Anyway, some day in the future when a buried Manhattan is unearthed by archeologists, tour guides will solemnly declare that the city was built as an astronomical observatory.

4 comments:

MKH said...

And wouldn't it be wonderful if they figured we'd screwed it up too, since the days we get special sun effects are May 28 and June 12 rather than the equinoxes. "They were a civilization that wished to study the heavens, but their technology was not equal to the task."
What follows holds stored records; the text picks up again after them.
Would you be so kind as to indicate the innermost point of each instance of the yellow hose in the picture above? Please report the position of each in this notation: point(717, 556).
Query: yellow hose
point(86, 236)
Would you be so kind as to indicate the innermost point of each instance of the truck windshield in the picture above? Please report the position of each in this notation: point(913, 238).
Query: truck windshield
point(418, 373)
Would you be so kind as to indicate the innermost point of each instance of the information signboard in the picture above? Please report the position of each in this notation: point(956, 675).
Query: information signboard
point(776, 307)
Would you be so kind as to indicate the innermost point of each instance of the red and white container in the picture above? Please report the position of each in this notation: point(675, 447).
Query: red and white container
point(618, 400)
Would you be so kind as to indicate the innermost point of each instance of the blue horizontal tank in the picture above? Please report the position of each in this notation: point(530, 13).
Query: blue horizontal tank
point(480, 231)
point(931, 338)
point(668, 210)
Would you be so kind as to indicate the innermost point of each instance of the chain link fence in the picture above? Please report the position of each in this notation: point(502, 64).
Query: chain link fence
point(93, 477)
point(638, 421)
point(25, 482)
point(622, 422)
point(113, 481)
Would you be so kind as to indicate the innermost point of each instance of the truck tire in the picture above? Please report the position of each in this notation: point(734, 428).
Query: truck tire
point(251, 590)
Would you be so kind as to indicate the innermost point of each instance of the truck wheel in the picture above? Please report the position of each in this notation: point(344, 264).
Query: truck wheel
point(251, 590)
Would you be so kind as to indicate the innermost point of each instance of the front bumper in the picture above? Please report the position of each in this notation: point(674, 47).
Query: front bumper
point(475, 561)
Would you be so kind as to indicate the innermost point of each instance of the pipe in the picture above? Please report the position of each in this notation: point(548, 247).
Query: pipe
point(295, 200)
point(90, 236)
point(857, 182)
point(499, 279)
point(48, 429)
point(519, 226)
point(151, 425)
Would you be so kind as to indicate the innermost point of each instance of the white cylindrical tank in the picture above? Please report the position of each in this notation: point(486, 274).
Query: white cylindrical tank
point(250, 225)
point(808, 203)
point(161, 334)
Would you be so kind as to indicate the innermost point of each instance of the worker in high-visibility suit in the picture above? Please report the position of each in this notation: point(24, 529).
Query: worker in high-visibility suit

Or, alternatively, they might give us the benefit of the doubt and think the Earth used to be situated differently in space...

Karl Steel said...

I loved this book in 1980. While some of the jokes are late-70s specific, your elder kid might get a kick out of it. Certainly you would JJC.

Jeffrey Cohen said...

Motel of the Mysteries was in fact one of my favorite books as well, Karl. I loved how it applied archeological seriousness to contemporary fluff and came to such grave, wrongheaded, and hilarious conclusions. It may also have been the first time I really realized that people do things in motel rooms other than sleep.

Karl Steel said...

I loved how it applied archeological seriousness to contemporary fluff and came to such grave, wrongheaded, and hilarious conclusions

Certainly should give us pause as medievalists!